INDIAN TRAIL — Cindy Summers considers herself a helper and not a leader. That’s how she has kept her nonprofit, Cindy’s Hope Chest, steady since 2010.
She is heralded as a caregiver for others who are going through similar battles like what she went through with stage three breast cancer.
It required her to have chemotherapy treatment, a double mastectomy, and radiation. Shortly thereafter, Summers developed lipedema in her arm, which kept her from being active for a while.
“When I was diagnosed (in August 2008), no one on either side of my family had ever had cancer, so it kinda shocked me, and it never was in my thought that it could be what was making me sick,” she said. “… My kids were young, and my husband (Mike) was in the army at the time, so I was super scared.”
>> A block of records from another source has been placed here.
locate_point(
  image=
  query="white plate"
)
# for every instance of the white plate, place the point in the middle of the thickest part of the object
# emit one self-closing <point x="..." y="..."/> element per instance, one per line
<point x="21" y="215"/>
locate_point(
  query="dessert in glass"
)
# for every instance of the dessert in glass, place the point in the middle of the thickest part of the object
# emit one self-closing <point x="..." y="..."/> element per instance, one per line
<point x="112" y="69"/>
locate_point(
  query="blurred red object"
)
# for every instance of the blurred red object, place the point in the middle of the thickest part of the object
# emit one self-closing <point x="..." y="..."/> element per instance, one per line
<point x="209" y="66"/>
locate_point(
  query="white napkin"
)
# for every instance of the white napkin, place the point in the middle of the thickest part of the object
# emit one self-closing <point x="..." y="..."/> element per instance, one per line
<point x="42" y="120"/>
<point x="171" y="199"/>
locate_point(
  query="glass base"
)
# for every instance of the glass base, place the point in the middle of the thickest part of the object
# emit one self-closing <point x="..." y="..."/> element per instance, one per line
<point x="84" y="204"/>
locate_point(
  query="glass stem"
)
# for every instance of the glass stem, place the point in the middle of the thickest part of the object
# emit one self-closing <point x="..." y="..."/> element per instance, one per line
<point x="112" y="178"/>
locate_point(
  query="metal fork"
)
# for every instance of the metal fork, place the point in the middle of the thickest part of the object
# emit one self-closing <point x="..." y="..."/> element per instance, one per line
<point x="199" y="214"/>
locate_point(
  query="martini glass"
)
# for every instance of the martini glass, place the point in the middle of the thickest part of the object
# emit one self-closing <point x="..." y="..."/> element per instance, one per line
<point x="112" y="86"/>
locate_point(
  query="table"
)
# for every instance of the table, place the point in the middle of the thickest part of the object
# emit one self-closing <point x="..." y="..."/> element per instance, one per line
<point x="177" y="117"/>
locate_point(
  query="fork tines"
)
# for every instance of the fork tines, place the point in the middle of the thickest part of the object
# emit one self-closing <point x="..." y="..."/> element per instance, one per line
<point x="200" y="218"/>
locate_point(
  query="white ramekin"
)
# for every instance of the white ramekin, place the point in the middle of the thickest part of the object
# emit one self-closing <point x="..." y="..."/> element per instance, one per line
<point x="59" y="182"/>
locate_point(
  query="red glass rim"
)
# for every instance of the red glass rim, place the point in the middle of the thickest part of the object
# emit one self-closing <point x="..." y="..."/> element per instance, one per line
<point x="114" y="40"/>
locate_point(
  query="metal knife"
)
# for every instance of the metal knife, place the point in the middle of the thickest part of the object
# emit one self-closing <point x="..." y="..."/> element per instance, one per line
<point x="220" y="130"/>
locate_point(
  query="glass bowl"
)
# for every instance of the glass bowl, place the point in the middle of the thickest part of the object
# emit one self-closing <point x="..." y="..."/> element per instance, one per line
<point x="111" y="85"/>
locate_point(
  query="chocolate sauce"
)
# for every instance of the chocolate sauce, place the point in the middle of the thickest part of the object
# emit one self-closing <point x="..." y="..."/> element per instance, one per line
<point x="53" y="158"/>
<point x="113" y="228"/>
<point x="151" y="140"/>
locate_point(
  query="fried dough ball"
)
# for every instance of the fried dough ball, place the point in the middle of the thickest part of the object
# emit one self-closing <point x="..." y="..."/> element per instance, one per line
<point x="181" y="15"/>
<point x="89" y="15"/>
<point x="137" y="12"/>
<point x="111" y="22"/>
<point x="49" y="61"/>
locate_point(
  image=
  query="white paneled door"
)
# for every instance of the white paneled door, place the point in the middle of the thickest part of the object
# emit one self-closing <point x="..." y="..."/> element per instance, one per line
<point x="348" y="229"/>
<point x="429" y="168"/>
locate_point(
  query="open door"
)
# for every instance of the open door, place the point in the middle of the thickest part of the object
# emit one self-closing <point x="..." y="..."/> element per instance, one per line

With her husband and their three daughters by their side, Summers found grace through their family and kept herself busy making memories. She also explored different ways to start a non-profit; Mike helped her begin with funding.
Summers rang the bell in April 2009, and it inspired her to welcome Cindy’s Hope Chest a year later.
“… I wanted to give people hope and encouragement that someone like myself will be OK,” she said. “… I didn’t know if it was going to come back or a reoccurrence, so I wanted to be someone’s friend and let them know they’re going to be OK and how important positive thoughts are to get through something so scary and terrible.”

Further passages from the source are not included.